Bien manger au prix juste, c’est possible !

jeudi 2 mars 2017 , 215 : visites

Le Salon de l’agriculture a ouvert ses portes jusqu’au 5 mars à Paris. Le débat sur la qualité de l’alimentation, qui va de pair avec la crise agricole, s’est mené à la marge. Pourtant, la fracture alimentaire se creuse.
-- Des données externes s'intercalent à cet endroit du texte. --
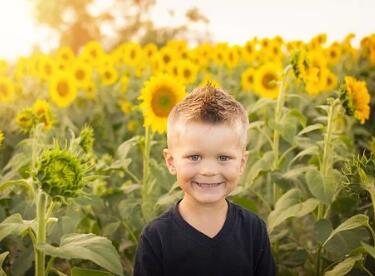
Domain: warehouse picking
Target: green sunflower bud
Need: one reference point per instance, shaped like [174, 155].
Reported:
[60, 173]
[87, 139]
Événement populaire, chaque année le Salon de l’agriculture fait étalage des “bons produits du terroir”. Pourtant, les promoteurs d’alternatives agricoles et alimentaires peinent à se faire entendre au milieu des grands groupes de l’alimentation industrielle, omniprésents porte de Versailles. La “malbouffe” occupe le terrain, quand bien même l’urgence frappe à la porte. Car au-delà de la crise agricole, plus prégnante que jamais, les enjeux alimentaires s’invitent de plus en plus fortement dans le débat. L’alimentation est devenue un marqueur social des inégalités. Son industrialisation, menée dans les années 1960 sous couvert de répondre à la demande démographique, nous offre aujourd’hui un paysage dévasté par les grandes cultures.
Les pauvres premières victimes

C’est aussi une offre alimentaire dans laquelle le gras, le sucre et le sel, essaient de faire oublier l’absence de goût, de nutriments, de vitamines. Résultat, les pathologies directement liées à ce régime frelaté explosent. En France, près de la moitié de la population est considérée en surpoids ou obèse, selon l’enquête nationale Obépi. L’Observatoire des inégalités précise que ce problème de santé publique est deux fois plus répandu dans les catégories les moins favorisées. Victimes de la “malbouffe”, les ménages pauvres sont aussi 2,3 fois plus malades ; de diabète notamment, dont l’Organisation mondiale de la santé (OMS) dit qu’il est devenu « un des principaux tueurs dans le monde ». Alors que se nourrir est à la base de la vie, manger tue plus que le tabac et l’alcool réunis, d’après des experts britanniques. « Une nourriture différenciée entre riches et pauvres a toujours existé. Le problème de notre époque contemporaine, c’est que les riches ont organisé le contrôle de la nourriture des pauvres en produisant pour eux des aliments bas de gamme et dangereux », observe Gilles Fumey, enseignant- chercheur à l’université de la Sorbonne.


Choix politiques libéraux

Dans notre pays, dix mille agriculteurs quittent leur métier chaque année. Un tiers d’entre eux touche moins de 350 euros par mois. Nos producteurs ne sont pas les victimes de fluctuations conjoncturelles des prix, mais d’une crise profonde et durable, conséquence des choix politiques libéraux au niveau de l’Union européenne. Il faut au contraire organiser les productions agricoles et alimentaires par une agronomie respectueuse des sols et des ressources naturelles, et des productions vertueuses... Reste qu’il est souvent pensé que bien se nourrir coûterait cher, une idée à laquelle Claude Gruffat, le président d’une coopérative de distribution (Bioccop), fait un sort : « Le prix conventionnel n’est pas un prix juste » avertit-il, tout d’abord, parce qu’il ne rémunère pas le travail paysan, dont le revenu moyen a une nouvelle fois chuté de 26,1% en moyenne l’an dernier, selon l’Insee, ensuite parce qu’il « reporte sur les contribuables la facture des externalités négatives de production. Cultiver des céréales à coups de pesticides et d’engrais pollue les sols et les nappes phréatiques. Nos impôts doivent financer ensuite la dépollution de l’eau. » La solution ? « Porter collectivement une grande politique agricole et alimentaire, en France comme en Europe », a estimé dans une récente tribune le député communiste André Chassaigne.